Le 20 décembre 1869, décision ministérielle rendue sur l'avis conforme du conseil des ponts et chaussées, portant dans ses motifs que le maintien du barrage au niveau fixé par l'arrêté de 1867, justifié déjà par l'importance de l'industrie de Lassalle, au point de vue du travail et de la prospérité du pays, emprunte aujourd'hui un caractère d'utilité publique au projet d'irrigation de la plaine de Sainte-Marie d'Oloron. Le dispositif était ainsi conçn: a Art. 1er. Le recours de M. de Supervielle contre l'arrêté du préfet des Basses-Pyrénées, en date du 23 juillet 1867, est rejeté. En conséquence cet arrêté est maintenu, et il est pris acte de la déclaration du sieur Lassalle, donnant son consentement à la dérivation de 2 mètres cubes d'eau par seconde en amont de son barrage, pour l'irrigation de la plaine de SainteMarie d'Oloron. Art. 2. M. de Supervielle est renvoyé à faire valoir devant l'autorité judiciaire les droits qu'il peut prétendre avoir contre le sieur Lassalle, pour inexécution par ce dernier de la transaction intervenue entre eux, le 6 août 1864. »

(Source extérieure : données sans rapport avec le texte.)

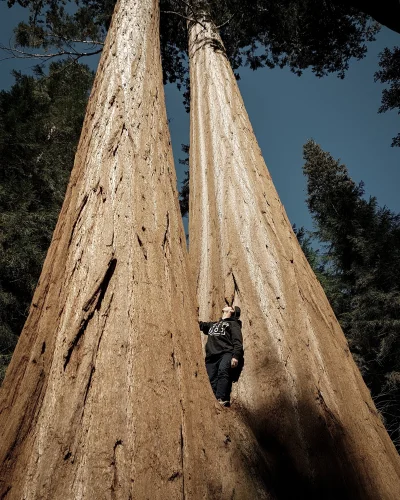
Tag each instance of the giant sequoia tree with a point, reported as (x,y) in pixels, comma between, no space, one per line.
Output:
(301,392)
(106,395)
(40,122)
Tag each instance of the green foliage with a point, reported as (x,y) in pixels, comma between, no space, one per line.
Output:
(390,73)
(300,34)
(40,123)
(360,270)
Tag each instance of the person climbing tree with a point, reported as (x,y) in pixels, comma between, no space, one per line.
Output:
(224,352)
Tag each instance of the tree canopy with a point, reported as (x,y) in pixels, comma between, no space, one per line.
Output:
(360,267)
(390,73)
(295,33)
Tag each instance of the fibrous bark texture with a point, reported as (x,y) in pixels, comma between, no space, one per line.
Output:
(300,391)
(106,396)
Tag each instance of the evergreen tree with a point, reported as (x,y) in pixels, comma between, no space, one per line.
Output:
(390,73)
(295,33)
(362,243)
(40,123)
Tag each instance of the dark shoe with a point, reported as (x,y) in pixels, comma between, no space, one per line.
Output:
(224,403)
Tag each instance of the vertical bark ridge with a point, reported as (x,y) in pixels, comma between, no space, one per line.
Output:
(92,406)
(300,391)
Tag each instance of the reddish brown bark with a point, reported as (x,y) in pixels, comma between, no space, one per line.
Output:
(106,395)
(300,392)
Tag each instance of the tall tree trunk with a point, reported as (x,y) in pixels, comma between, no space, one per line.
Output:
(106,395)
(300,391)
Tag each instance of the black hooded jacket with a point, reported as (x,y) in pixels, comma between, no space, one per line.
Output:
(224,336)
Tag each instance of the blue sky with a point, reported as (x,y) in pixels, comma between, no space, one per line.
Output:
(285,111)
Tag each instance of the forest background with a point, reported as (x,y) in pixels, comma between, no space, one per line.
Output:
(340,115)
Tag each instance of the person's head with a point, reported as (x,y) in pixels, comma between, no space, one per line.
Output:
(231,312)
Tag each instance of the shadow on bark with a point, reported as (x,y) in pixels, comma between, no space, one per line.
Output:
(315,467)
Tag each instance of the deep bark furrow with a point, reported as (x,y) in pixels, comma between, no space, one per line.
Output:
(90,307)
(110,325)
(242,244)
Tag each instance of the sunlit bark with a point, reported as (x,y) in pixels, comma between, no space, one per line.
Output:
(300,392)
(106,395)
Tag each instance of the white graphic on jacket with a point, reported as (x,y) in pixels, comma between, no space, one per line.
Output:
(224,336)
(219,328)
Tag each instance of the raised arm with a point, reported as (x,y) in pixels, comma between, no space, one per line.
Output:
(205,326)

De Supervielle s'étant pourvu devant le Conseil d'Etat contre la décision du ministre, il est intervenu, le 12 juillet 1871, un décret du Conseil d'Etat ainsi conçu: - Considérant qu'il résulte de l'instruction qu'en autorisant le sieur Lassalle à relever le niveau de la retenue d'un barrage fixe, par arrêté préfectoral du 26 mars 1863,et destiné à élever le niveau des eaux dans un lavoir que le sieur Lassalle possède sur la rive gauche du gave d'Aspe, le préfet des Basses-Pyrénées n'a fait qu'user des droits que les lois ci-dessus visées lui ont conféré sur les cours d'ean non navigables ni flottables; - Considérant que les droits des tiers sont réservés, ainsi que le rappelle d'ailleurs la décision ministérielle attaquée, et que cette décision ne fait pas obstacle à ce que le sieur de Supervielle fasse valoir devant l'autorité judiciaire les droits qu'il croirait pouvoir tirer de la convention du 6 août 1864; qu'ainsi le préfet, en prenant ledit arrêté et le ministre en le confirmant, n'ont pas excédé leurs pouvoirs;-Arrête :... Art. 2. La requête du sieur de Supervielle est rejetée. » C'est après avoir ainsi vainement poursuivi l'annulation de l'arrêté préfectoral de 1867, devant le ministre compétent, puis l'annulation de la décision confirmative du ministre devant le Conseil d'Etat, que de Supervielle s'est adressé à autorité judiciaire pour obtenir l'exécution de la transaction de 1864.-Le 29 décembre 1871, le Tribunal d'Oloron a rendu un jugement dont le dispositif était ainsi conçu : Dit qu'en vertu de l'autorité de la chose jugée par le Conseil d'Etat, le 12 juillet dernier, le barrage de l'usine Lassalle conservera la hauteur que lui attribuent les arrêtés administratifs des 23 juillet 1867 et 20 décembre 1869. »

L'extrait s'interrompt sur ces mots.